As seen, Dr. Cox’s conclusions about Calvinism (as “spiritual racism,” etc.) are built on faulty presuppositions. I do not think Dr. Cox would charge Calvinism with “spiritual racism” likening it to Hinduism and assert many other mischaracterizations if Dr. Cox reached at least an elementary level of understanding as to what Calvinism actually affirms.

Lastly, as with so many Christians who are so antagonistic to Calvinism, Dr. Cox 1) holds to a crass and mistaken understanding of Calvinism, 2) does not engage in proper exegesis on the passages he uses to endorse conditional election and universal atonement, which is especially seen when he applies a universal meaning to various OT passages and Greek terms such as pas and kosmos when they are contextually unwarranted, and 3) seems to have a disjointed view of the love of God limiting it to a universal redemptive love for every single person, which results in a view where God keeps waiting for and wanting all men to respond to His “great” plan of redemption, but He keeps failing in His effort to save all men every time someone dies in unbelief.

As a Christian apologist (and esp. for pastors), truth and providing an accurate representation of both biblical doctrine and other religious systems (Christian or non-Christian) is first and foremost. Dr. Cox presents in his article his “personal” views of Calvinism in which, in my assessment, are very misleading and inaccurate showing his lack of scholarship and basic understanding of Calvinism. As seen, he has fallen prey to the traditional ruse and pride of the autosoteric (self-salvation) system of Arminianism in which prompted him to launch an unreasonable and very haphazard attack on Calvinism.

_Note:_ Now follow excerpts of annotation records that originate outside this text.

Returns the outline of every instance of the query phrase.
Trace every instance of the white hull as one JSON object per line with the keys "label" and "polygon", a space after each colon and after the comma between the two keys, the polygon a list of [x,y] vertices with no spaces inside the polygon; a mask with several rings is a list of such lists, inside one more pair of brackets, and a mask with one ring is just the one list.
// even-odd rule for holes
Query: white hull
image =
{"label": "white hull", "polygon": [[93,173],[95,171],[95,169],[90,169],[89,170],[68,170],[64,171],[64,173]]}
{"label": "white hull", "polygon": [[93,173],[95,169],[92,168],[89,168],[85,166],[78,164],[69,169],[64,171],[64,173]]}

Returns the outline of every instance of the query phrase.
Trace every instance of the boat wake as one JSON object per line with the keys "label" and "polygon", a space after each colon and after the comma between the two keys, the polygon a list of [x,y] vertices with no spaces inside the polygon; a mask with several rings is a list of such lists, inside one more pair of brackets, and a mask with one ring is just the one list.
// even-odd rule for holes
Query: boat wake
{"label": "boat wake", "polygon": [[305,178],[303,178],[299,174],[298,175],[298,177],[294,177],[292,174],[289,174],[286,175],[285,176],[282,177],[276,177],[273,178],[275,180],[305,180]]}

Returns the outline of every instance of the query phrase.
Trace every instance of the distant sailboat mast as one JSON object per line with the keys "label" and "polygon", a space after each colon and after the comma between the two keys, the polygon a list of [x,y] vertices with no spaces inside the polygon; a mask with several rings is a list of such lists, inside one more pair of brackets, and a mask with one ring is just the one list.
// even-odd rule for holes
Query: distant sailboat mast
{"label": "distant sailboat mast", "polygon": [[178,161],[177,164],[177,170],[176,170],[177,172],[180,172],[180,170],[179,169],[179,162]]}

Because Dr. Cox’s knowledge of Calvinism is apparently vacuous, he sees it as, among other things, a “prideful theology.” However, if he would ever take the time to do a scholarly study and educate himself on what it actually teaches he would understand that Calvinism, that is, the doctrines of grace, exalts and recognizes God as the sovereign God in and of all things (cf. Eph. 1:1) including the eternal destiny of all men—hence, salvation is of God alone! In contrast, Arminian soteriology sees man as sovereign over his own eternal destiny—thus, it is man’s so-called righteous “ability” cooperating with God’s plan (just as Rome teaches), not God’s grace alone. Hence, the Arminian system is a man-centered system (which we call pride), it is a “I did it” scheme in which the ultimate decision of choosing Christ is essentially placed in the hands of the unregenerate sinner (in the face of opposing biblical passages, such as John 6:44; 63; 8:43-44, 47; Rom. 8:7-8; 1 Cor. 1:30-31; etc.)

Calvinism is called the “doctrines of grace” for the simple reason that Scripture presents that by God’s grace alone, He gave to Christ those whom He chose for Himself to deliver and set them free from the bondage of sin. He chose these in love, before the foundation of the world, not on the basis of a foreknowledge response to their works, but according to the kind intention of His will. These He made alive granting them faith justifying them in which He adopted them as sons when He was not obligated to do so—but by His grace alone: “So then, He has mercy on whom He desires, and He hardens whom He desires.” And, “By His doing,” not our doing, we “are in Christ Jesus” (1 Cor. 1:3-31; cf. Rom. 8:28-30; 9:16, 21-23; Eph. 1:4-5; 2:8-10; Phil. 1:29; 2 Thess. 2:13; etc.).